Step 1. Use regular expressions (regexp substitution) to split your input template string to a token list, for example, split
hel<b>lo[if foo]bar is [bar].[else]baz[end]world</b>!
to
write('hel<b>lo')
if('foo')
write('bar is')
substitute('bar')
write('.')
else()
write('baz')
end()
write('world</b>!')
Step 2. Convert your token list to a syntax tree:
* Sequence
** Write
*** ('hel<b>lo')
** If
*** ('foo')
*** Sequence
**** Write
***** ('bar is')
**** Substitute
***** ('bar')
**** Write
***** ('.')
*** Write
**** ('baz')
** Write
*** ('world</b>!')
class Instruction {
}
class Write : Instruction {
string text;
}
class Substitute : Instruction {
string varname;
}
class Sequence : Instruction {
Instruction[] items;
}
class If : Instruction {
string condition;
Instruction then;
Instruction else;
}
Step 3. Write a recursive function (called the interpreter), which can walk your tree and execute the instructions there.

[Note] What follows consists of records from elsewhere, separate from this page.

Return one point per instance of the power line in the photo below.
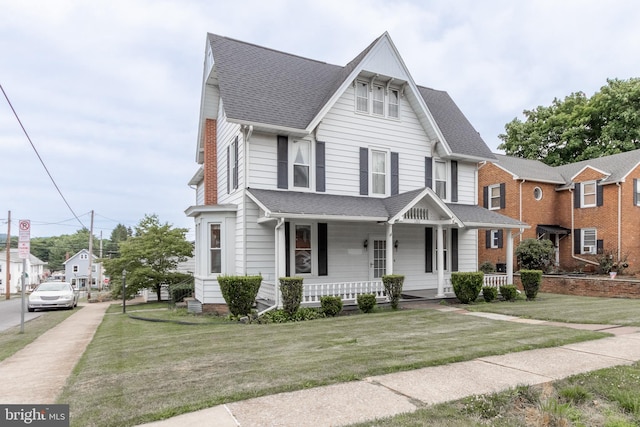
(40, 158)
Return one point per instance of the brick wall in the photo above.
(587, 286)
(210, 163)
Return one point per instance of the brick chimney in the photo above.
(210, 163)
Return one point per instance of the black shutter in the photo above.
(287, 248)
(228, 169)
(364, 171)
(428, 246)
(599, 195)
(323, 254)
(485, 197)
(395, 174)
(283, 161)
(320, 167)
(428, 172)
(235, 166)
(454, 249)
(454, 181)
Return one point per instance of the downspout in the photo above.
(277, 228)
(573, 248)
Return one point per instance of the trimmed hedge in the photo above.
(467, 286)
(366, 302)
(239, 292)
(291, 292)
(330, 305)
(531, 280)
(393, 287)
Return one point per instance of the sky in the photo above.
(109, 90)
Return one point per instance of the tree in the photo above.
(150, 257)
(578, 128)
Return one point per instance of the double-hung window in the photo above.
(441, 179)
(589, 194)
(378, 172)
(301, 163)
(215, 249)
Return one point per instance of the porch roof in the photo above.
(294, 204)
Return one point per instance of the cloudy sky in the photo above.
(109, 91)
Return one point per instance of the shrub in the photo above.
(489, 293)
(487, 267)
(239, 292)
(331, 306)
(531, 280)
(467, 286)
(393, 287)
(366, 302)
(291, 290)
(508, 292)
(534, 254)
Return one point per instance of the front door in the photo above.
(377, 258)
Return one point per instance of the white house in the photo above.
(34, 268)
(76, 270)
(338, 174)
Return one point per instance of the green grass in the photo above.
(12, 341)
(566, 308)
(136, 371)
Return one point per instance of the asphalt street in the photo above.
(10, 312)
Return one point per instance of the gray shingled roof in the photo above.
(314, 204)
(616, 165)
(261, 85)
(458, 132)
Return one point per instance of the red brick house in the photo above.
(587, 209)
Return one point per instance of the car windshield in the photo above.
(50, 286)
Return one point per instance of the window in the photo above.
(589, 194)
(303, 249)
(301, 163)
(362, 97)
(394, 103)
(494, 197)
(537, 193)
(378, 100)
(589, 241)
(215, 249)
(378, 172)
(441, 179)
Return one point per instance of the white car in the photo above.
(53, 295)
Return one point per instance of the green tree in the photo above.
(150, 257)
(578, 128)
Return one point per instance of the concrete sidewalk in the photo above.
(392, 394)
(37, 373)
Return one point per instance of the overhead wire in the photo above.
(40, 158)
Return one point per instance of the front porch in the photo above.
(349, 291)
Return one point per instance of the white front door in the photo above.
(377, 257)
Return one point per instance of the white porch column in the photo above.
(389, 254)
(280, 261)
(509, 257)
(440, 260)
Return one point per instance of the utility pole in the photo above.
(8, 272)
(90, 259)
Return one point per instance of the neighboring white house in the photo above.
(76, 270)
(35, 271)
(337, 174)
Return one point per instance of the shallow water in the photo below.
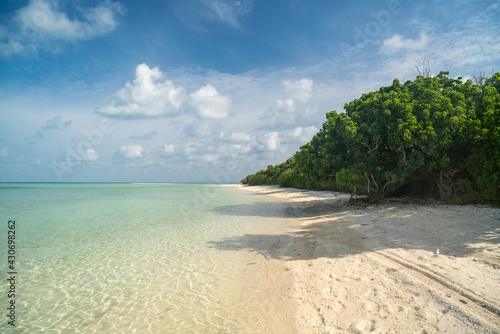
(122, 258)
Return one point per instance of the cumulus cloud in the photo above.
(147, 96)
(301, 90)
(398, 43)
(147, 136)
(239, 137)
(151, 95)
(292, 106)
(41, 23)
(129, 152)
(209, 104)
(56, 123)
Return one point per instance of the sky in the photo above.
(208, 90)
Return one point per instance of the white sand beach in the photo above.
(386, 268)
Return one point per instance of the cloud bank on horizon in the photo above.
(203, 90)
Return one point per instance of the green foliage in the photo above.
(437, 129)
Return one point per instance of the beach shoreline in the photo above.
(390, 268)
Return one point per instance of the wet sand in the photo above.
(386, 268)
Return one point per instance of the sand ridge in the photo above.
(390, 268)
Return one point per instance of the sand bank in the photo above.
(389, 268)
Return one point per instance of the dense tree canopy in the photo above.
(435, 135)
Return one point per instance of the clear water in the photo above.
(131, 258)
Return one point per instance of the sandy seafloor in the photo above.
(393, 267)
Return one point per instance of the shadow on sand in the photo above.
(336, 229)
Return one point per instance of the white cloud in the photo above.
(269, 141)
(238, 137)
(228, 11)
(147, 96)
(90, 155)
(209, 104)
(301, 90)
(150, 95)
(398, 43)
(41, 23)
(129, 152)
(55, 123)
(293, 106)
(168, 149)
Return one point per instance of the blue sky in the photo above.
(207, 90)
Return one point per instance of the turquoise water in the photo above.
(125, 258)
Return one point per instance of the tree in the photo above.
(437, 130)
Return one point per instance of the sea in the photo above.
(135, 258)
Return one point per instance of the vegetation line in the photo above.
(434, 136)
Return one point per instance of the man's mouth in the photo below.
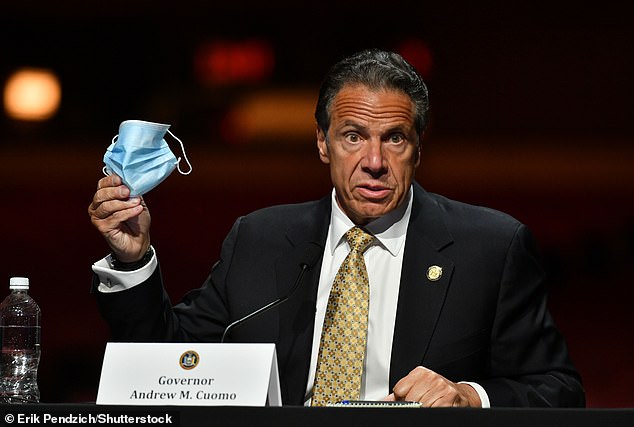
(374, 192)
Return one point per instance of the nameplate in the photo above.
(189, 374)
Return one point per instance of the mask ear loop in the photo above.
(178, 164)
(105, 168)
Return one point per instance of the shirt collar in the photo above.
(390, 230)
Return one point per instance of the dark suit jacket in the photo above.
(485, 320)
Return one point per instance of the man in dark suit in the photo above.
(458, 311)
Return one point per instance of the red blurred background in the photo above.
(531, 114)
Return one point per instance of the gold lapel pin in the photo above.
(434, 273)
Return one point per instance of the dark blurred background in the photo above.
(532, 113)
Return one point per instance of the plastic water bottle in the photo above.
(20, 339)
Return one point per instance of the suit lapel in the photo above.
(297, 315)
(422, 291)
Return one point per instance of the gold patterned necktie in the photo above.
(345, 330)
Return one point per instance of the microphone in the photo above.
(311, 256)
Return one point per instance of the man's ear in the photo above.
(322, 146)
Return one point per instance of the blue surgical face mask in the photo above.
(141, 157)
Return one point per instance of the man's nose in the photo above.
(373, 159)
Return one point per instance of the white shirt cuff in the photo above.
(484, 397)
(111, 280)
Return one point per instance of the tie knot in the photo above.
(358, 239)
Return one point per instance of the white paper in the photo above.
(189, 374)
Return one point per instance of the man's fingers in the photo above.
(109, 181)
(116, 211)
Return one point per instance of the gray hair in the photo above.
(375, 69)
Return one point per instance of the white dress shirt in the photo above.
(384, 259)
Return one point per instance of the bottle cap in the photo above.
(19, 283)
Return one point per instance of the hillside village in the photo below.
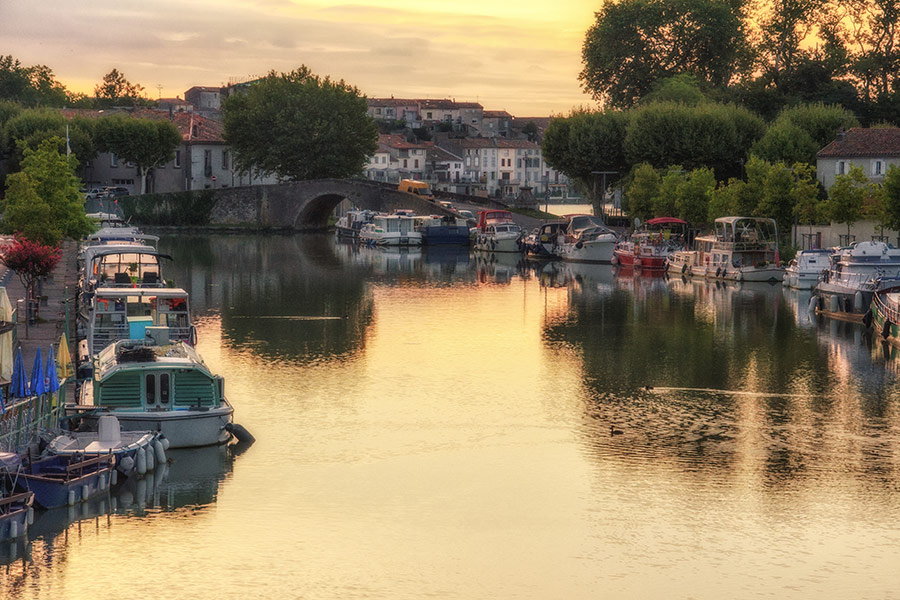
(453, 146)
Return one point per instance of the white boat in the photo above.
(855, 274)
(805, 270)
(588, 240)
(135, 452)
(739, 249)
(501, 236)
(350, 224)
(125, 313)
(390, 230)
(157, 386)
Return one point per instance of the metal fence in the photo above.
(23, 418)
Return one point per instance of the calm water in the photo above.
(431, 425)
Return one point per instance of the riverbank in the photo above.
(57, 289)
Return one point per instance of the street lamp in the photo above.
(600, 205)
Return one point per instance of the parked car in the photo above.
(95, 193)
(116, 191)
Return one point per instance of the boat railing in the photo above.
(889, 312)
(744, 246)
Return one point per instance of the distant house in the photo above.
(204, 98)
(202, 161)
(872, 149)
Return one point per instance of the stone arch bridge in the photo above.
(306, 205)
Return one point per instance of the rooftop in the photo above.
(862, 142)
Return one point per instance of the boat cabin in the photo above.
(140, 375)
(486, 217)
(125, 313)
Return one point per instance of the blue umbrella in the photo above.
(50, 372)
(18, 386)
(37, 375)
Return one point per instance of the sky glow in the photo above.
(523, 57)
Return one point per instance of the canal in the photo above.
(432, 424)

Another, alternative approach (instead of steps 1--3) if your language supports eval() (such as Perl, Python, Ruby): use a regexp substitution to convert the template to an eval()-able string in the host language, and run eval() to instantiate the template.
There are sooo many thing to do. But it does work for on simple GET statement plus a test. That's a start.
http://github.com/claco/tt.net/
In the end, I already had too much time in ANTLR to give loudejs' method a go. I wanted to spend a little more time on the whole process rather than the parser/lexer. Maybe in version 2 I can have a go at the Spark way when my brain understands things a little more.
Vici Parser (formerly known as LazyParser.NET) is an open-source tokenizer/template parser/expression parser which can help you get started.
If it's not what you're looking for, then you may get some ideas by looking at the source code.